In Ukraine there has been no attempts to compare informative and diagnostic value of invasive and non-invasive methods of left ventricle (LV) structural anomalies and coronary arteries lesions in the patients with CAD and after acute myocardial infarction (AMI).
The aim of this study was to compare the efficacy of contrast MSCT coronary angiography in diagnosis and severity of coronary vessels lesion in the patients with CAD compared to the “golden standard” CCA.

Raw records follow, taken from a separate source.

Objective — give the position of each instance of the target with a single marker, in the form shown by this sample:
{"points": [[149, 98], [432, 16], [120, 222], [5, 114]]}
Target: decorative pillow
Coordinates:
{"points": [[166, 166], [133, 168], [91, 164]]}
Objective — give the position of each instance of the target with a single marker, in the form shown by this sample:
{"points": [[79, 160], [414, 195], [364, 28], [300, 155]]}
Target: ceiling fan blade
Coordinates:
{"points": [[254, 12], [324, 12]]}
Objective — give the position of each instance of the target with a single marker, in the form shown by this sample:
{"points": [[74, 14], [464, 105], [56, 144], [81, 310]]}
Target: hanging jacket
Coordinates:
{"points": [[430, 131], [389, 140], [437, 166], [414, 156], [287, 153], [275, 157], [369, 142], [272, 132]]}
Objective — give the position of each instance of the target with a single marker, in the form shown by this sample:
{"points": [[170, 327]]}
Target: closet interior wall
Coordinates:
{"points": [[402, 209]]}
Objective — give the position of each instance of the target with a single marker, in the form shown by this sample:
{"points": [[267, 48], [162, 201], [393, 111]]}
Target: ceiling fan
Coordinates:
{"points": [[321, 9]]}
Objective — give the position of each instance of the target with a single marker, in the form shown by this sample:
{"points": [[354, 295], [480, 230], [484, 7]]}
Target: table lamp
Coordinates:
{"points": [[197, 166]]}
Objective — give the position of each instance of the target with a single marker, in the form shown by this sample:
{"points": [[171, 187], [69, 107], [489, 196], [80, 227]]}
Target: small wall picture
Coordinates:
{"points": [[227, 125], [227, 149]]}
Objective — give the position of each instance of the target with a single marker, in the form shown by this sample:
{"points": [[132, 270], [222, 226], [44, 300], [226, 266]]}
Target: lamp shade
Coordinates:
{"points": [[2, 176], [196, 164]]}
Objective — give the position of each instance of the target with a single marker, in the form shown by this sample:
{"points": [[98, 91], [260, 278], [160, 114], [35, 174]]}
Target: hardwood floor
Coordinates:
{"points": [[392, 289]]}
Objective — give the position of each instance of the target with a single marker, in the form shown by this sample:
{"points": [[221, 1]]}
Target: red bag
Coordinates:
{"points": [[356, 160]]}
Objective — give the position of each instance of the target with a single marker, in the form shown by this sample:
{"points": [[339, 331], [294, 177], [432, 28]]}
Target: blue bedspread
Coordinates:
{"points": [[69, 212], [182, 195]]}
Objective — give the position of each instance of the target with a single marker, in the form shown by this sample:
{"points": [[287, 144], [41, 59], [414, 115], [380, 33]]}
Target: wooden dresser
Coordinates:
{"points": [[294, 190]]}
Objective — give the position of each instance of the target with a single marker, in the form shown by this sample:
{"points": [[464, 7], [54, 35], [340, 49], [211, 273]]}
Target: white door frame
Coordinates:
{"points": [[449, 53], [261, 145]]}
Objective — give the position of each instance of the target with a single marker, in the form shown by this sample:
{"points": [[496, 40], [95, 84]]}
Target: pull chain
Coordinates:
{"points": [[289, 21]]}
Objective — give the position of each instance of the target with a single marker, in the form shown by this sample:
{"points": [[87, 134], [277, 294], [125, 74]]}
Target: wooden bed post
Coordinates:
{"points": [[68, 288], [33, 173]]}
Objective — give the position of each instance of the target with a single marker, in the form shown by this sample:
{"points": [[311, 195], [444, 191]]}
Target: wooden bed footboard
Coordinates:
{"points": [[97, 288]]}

The study was approved by local ethics committee.
In the study we prospectively included 116 patients after AMI with LV postinfarction aneurism (LVA) without significant valvular dysfunction eligible for CABG combined with LVA resection. Exclusion criteria were a history of recent myocardial infarction (4 weeks before pre-operative angiography), atrial fibrillation, significant valvular heart disease or previous CABG. During and after the CABG, standard laboratory markers for myocardial infarction were obtained and none of the patients was diagnosed with perioperative myocardial infarction. Medication treatment in all the post-infarction patients included aspirin, statin, beta-blocker, ACE inhibitor and nitrates, if indicated. All patients underwent MSCT prior to the operation. Fourty age-matched subjects with CAD and without AMI history, who underwent CCA, and contrast MSCT for coronary revascularization decision, served as controls. Program of the study included X-ray contrast CCA and MSCT with chambers and coronary arteries contrast.
2.1. Coronary angiography
Coronary angiography with ventriculography was conducted and interpreted by trained physicians 1 week preceding CABG+AE. A 50% or more reduction of the luminal diameter in 2 orthogonal projections of a major coronary artery or one of its major branches or a bypass graft was considered to be significant for CAD3,10,15. Severity of coronary atherosclerosis were evaluated as coronary artery narrowing to 30% (grade 1), 50% (grade 2), 75% (grade 3), 90% (grade 4) of diameter or full occlusion (grade 5), respectively (Mollet et al, 2005; Scanlon et al., 1999).
2.2. Multislice computed tomography
MSCT was performed on tomographer «Light Speed-16» («General Electric Company», USA) using cardiological «Advantage Workstation 4.2» («General Electric Company», USA). Spiral mode of tomography with 2,5 mm thick slice and retrospective ECG synchronization was intravenous ed with 6-8 seconds scanning time and 3600 rotation. Study was performed at breath held after infusomat “Omnipac” intravenous infusion. Exposure dose constituted 2,2 mSv per one study at 16 slices per 200 frames. Severity of coronary arteries stenosis was evaluated, as well as coronary calcium index (CI) by A.S. Agatston, as a general coronary atherosclerosis and calcinosis marker, was quantified (Achenbach, 2006).
Comparison of different methods was performed using multiple regression analysis with 95% confidence interval and correlation analysis (Petry & Sabin, 2003; Rebrova, 2002). In comparison of diagnostic value of the studied methods we evaluated the following characteristics: accuracy (diagnostic efficacy) – percentage of correct test results out of general quantity of both positive and negative results; sensitivity (Se) – percentage of subjects with positive test results in the population with the studied pathology; specificity (Sp) – percentage of subjects with negative test results in the population with the studied pathology; positive predictive value (+PV) – probability of symptom or disease in case of positive test result; negative predictive value (-PV) – case of negative (normal) test result.
The above numbered indices were calculated by formulas:
where N is the quantity of studied patients; TP – truly positive diagnosis; FP – false positive diagnosis; TN – truly negative diagnosis; FN – false negative diagnosis 12,13.The results are expressed as the mean and 1 standard deviation. The parameters of patients and healthy subjects were compared using an unpaired t-test. A paired t-test was used to compare results within the same group. A P-value of <0,05 was considered significant.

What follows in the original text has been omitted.